In the September issue of FE, the Manufacturing News column looked at the ever-present, ever-dangerous chemicals in the PFAS family of compounds—actually numbering around 4,000 unique compounds altogether, each with a fluorinated chain, which makes the PFAS substance resistant to chemical and thermal breakdown. The most common forms of PFAS chemicals have been used in fire-fighting foams for petroleum fires (think aircraft) and in non-stick coatings of cookware.
While the FDA shared some good news that the elimination of these chemicals in food and beverages has been very successful, drinking water sources can contain these chemicals if wells or water bodies (streams, creeks, rivers, etc.) receive runoff from contaminated land. Since public water treatment works (POTWs) test for and filter these chemicals out of the water before it is distributed to customers, PFAS is not a problem. However, for private wells or untested water sources, that’s another story—because unless the water is tested, the owner will have no idea if remediation is needed
More work needs to be done
In spite of what we know about these chemicals, a recent study from the U.S. Geological Survey (USGS) suggests there’s a lot of work yet to be done on these potentially carcinogenic compounds in our environment. To make stakeholders aware of what it’s calling “PFAS science gaps,” USGS has released a strategy for dealing with these knowledge gaps.
The USGS strategy outlines the agency’s future scientific role in the study of perfluoroalkyl and polyfluoroalkyl substances, chemicals known as PFAS. This strategy identifies PFAS-related science opportunities that have informed ongoing USGS research and provides a strategic vision to address future science needs and opportunities with both existing and additional resources.
According to USGS, researchers have discovered accumulation of these PFAS “forever chemicals” in animal tissue, but the long-term health and ecological risks are not fully known. However, the NIH certainly suggests this family of chemicals is a “possible human carcinogen based in part on limited epidemiologic evidence of associations with cancers of the kidney and testis in heavily exposed subjects.”
A strategy for more research
“The more we learn about PFAS in the environment, the more we find how far we have to go to fully understand their persistence, their health and ecological impacts and their mitigation,” says Dave Applegate, associate director for natural hazards exercising the authority of the director, USGS. “The breadth and depth of its scientific expertise make the USGS ideally positioned to address these big questions and fill the science gaps to increase our understanding of PFAS movement, occurrence and distribution, notwithstanding the disproportionate impact on rural and inner-city communities.”
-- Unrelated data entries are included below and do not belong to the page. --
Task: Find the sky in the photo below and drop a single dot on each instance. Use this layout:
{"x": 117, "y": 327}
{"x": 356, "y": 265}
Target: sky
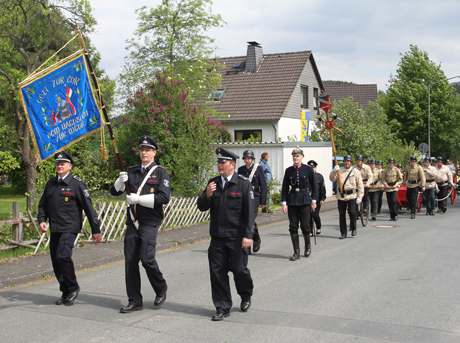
{"x": 351, "y": 40}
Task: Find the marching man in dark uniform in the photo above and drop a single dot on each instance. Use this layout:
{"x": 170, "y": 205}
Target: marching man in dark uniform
{"x": 299, "y": 194}
{"x": 391, "y": 179}
{"x": 415, "y": 181}
{"x": 255, "y": 174}
{"x": 230, "y": 199}
{"x": 64, "y": 198}
{"x": 147, "y": 188}
{"x": 315, "y": 219}
{"x": 350, "y": 192}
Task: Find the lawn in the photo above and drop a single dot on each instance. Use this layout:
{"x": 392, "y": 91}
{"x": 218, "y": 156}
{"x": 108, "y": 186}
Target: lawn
{"x": 7, "y": 197}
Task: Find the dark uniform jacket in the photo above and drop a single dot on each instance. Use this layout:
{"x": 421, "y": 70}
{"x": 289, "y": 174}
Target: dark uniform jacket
{"x": 157, "y": 183}
{"x": 298, "y": 187}
{"x": 259, "y": 182}
{"x": 62, "y": 204}
{"x": 319, "y": 181}
{"x": 232, "y": 208}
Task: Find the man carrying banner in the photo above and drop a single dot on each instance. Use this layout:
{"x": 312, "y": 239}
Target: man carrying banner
{"x": 64, "y": 198}
{"x": 255, "y": 174}
{"x": 147, "y": 188}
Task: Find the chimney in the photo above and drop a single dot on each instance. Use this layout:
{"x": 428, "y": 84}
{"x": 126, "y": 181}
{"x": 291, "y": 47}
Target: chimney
{"x": 254, "y": 56}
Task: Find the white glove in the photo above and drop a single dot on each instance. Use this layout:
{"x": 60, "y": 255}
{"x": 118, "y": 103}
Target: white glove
{"x": 147, "y": 200}
{"x": 132, "y": 199}
{"x": 119, "y": 184}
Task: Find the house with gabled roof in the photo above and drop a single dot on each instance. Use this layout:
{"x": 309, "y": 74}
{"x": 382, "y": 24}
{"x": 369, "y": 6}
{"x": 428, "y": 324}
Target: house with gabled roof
{"x": 263, "y": 96}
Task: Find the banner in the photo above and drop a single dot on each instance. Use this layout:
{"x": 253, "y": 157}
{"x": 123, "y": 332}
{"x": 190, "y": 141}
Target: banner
{"x": 305, "y": 118}
{"x": 60, "y": 105}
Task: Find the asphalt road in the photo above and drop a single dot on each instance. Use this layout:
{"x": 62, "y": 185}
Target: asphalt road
{"x": 389, "y": 284}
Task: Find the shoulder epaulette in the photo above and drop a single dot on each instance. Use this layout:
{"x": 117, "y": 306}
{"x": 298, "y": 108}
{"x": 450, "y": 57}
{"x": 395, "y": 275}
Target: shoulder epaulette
{"x": 243, "y": 177}
{"x": 77, "y": 178}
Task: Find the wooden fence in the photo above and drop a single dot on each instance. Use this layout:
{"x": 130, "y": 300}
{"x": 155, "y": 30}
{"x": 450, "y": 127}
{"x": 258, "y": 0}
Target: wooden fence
{"x": 180, "y": 212}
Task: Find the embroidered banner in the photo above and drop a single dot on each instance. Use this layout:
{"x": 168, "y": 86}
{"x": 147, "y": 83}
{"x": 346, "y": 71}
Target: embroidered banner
{"x": 60, "y": 105}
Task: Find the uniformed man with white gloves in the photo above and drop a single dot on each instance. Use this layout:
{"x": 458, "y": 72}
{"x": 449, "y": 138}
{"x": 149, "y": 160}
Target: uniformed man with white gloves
{"x": 147, "y": 188}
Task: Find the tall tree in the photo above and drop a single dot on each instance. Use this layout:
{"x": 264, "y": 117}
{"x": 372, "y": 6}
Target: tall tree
{"x": 30, "y": 32}
{"x": 171, "y": 38}
{"x": 417, "y": 82}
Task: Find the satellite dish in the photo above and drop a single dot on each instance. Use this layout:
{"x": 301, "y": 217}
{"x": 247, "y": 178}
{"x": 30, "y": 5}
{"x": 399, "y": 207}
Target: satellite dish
{"x": 423, "y": 147}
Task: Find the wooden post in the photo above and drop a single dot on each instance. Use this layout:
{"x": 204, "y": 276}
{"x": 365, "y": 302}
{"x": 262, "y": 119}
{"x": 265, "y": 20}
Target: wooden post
{"x": 17, "y": 227}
The new USGS PFAS Strategy identifies scientific gaps in ongoing analysis conducted by multiple federal agencies. The USGS is uniquely staffed and equipped to provide capabilities in the science of PFAS occurrence, distribution and effects. The USGS has a deep history in environmental science and monitoring of water, soils, and biota that enable it to effectively analyze how PFAS move through the environment, the potential hazards to wildlife, as well as public exposures in public and private well-sourced tap water. The strategy will provide stakeholders with the tools and information on environmental PFAS needed to identify environmental distribution, support regulatory decisions, and mitigate or prevent PFAS-related hazards.
To learn more about the 60-pp USGS study, “Integrated Science for the Study of Perfluoroalkyl and Polyfluoroalkyl Substances (PFAS) in the Environment,” or to download it, visit https://pubs.er.usgs.gov/publication/cir1490
A personal salute to USGS
As a side note, I can personally attest to the thoroughness of the USGS as it tested the air quality in my home as a result of a superfund site six blocks away, which had dumped degreasing chemicals such as trichloroethylene on the ground and into the nearby creek, which flows in our direction. As the company has been absent from the site for more than a decade, the USGS in conjunction with the EPA has been testing all homes, businesses and restaurants in the area for toxic fumes as well as replacing all the soil in and around the building. Thankfully, after leaving sampling canisters in our home for about a week, USGS found no problems with toxic fumes.